Hey there, welcome to the forums.

You’re saying that your code is absolutely correct, but you’re not getting the expected outcome.

The simplest explanation is that either your code is wrong, or your expectation of what the outcome should be is wrong.

In this case, your code is at fault.

Look closely at what you’re logging and how that might explain the result you’re getting:

console.log(historyOfEverything.getAverageRating)

Hello and thank you!

What I understand is if you want to only call and not log to the console you write with brackets -> getAverageRating ()
if you want to log the solution to the console -> getAverageRating
I am trying to log an average number of an array [4,5,5] like this.

So yes I have no idea what´s wrong, I spend whole afternoon yesterday and checked every single line of code I wrote, syntax…etc.

I can copy paste the whole thing if necessary.

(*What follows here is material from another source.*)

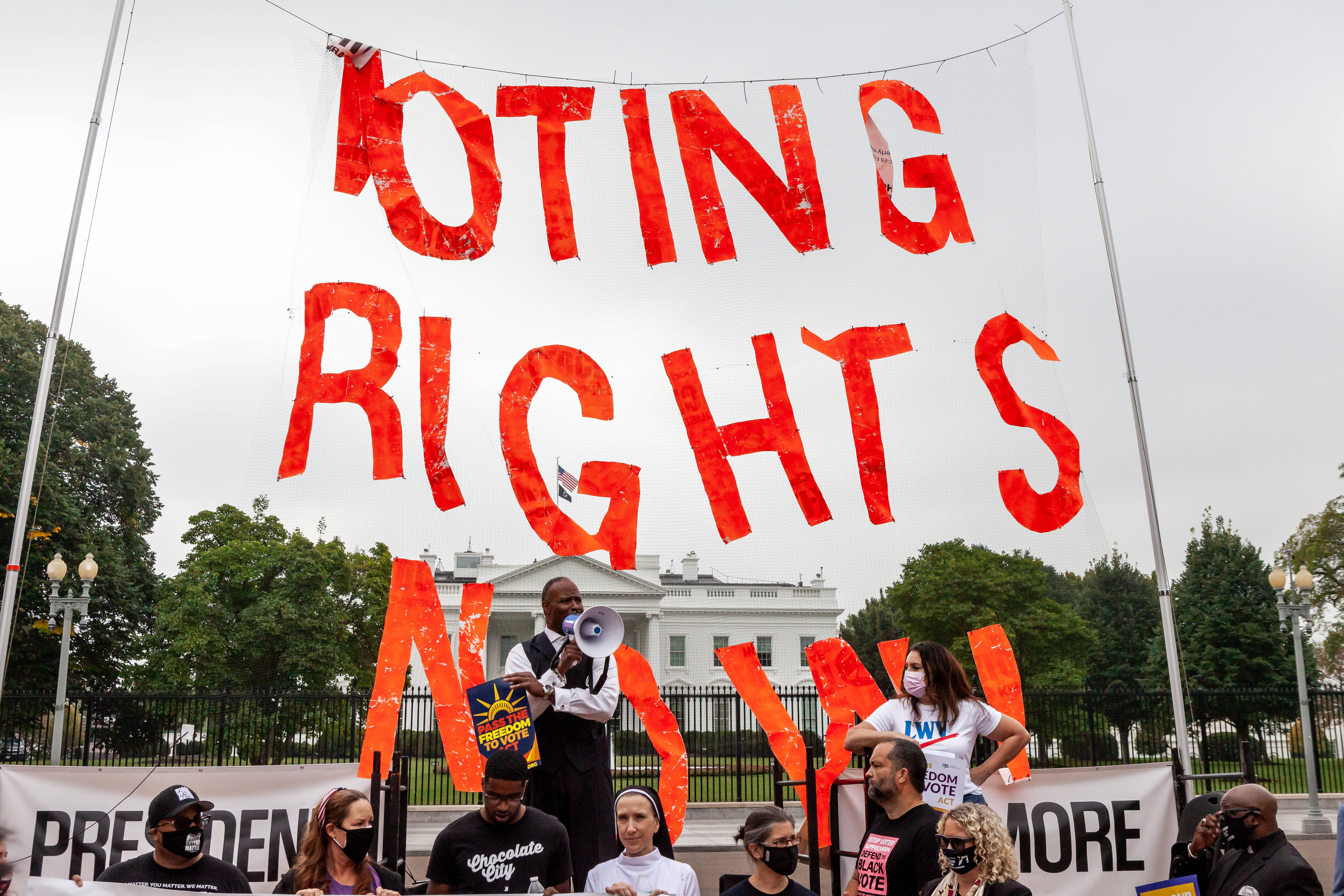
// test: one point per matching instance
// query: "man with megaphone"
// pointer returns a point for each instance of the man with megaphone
(572, 688)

Not exactly sure what that means, but try a little experiment:

const sayHi = name => {
  return `Hello, ${name}!`;
}

console.log(sayHi);
console.log(sayHi('codewhiz69176'));

What does each console.log() print?

2 Likes

Ok I think first one will log Hello, ${name}! as it is (since name parameter don´t have a value defined)
Second one will log Hello, codewhiz69176!

So you mean I need to add a value in the below code?
console.log(historyOfEverything.getAverageRating)

You could run it yourself, and see, but the here is the output:

[Function]
Hello, codewhiz69176!

Any time you want a function to execute you have to include the (). If the function requires parameters, you must list arguments for the parameters inside the parenthesis in the function call. If the function requires no parameters, you simply include empty () to call the function.

No, but if you want to print the return value of the function to the console, you have to call the function:

console.log(historyOfEverything.getAverageRating()); //the return value of your
//function will be the argument provided to the console.log() function, and will
//be printed to the console.
1 Like

I remember trying with paranthesis but guess i was putting it the wrong way, thank you so much for help, now it works.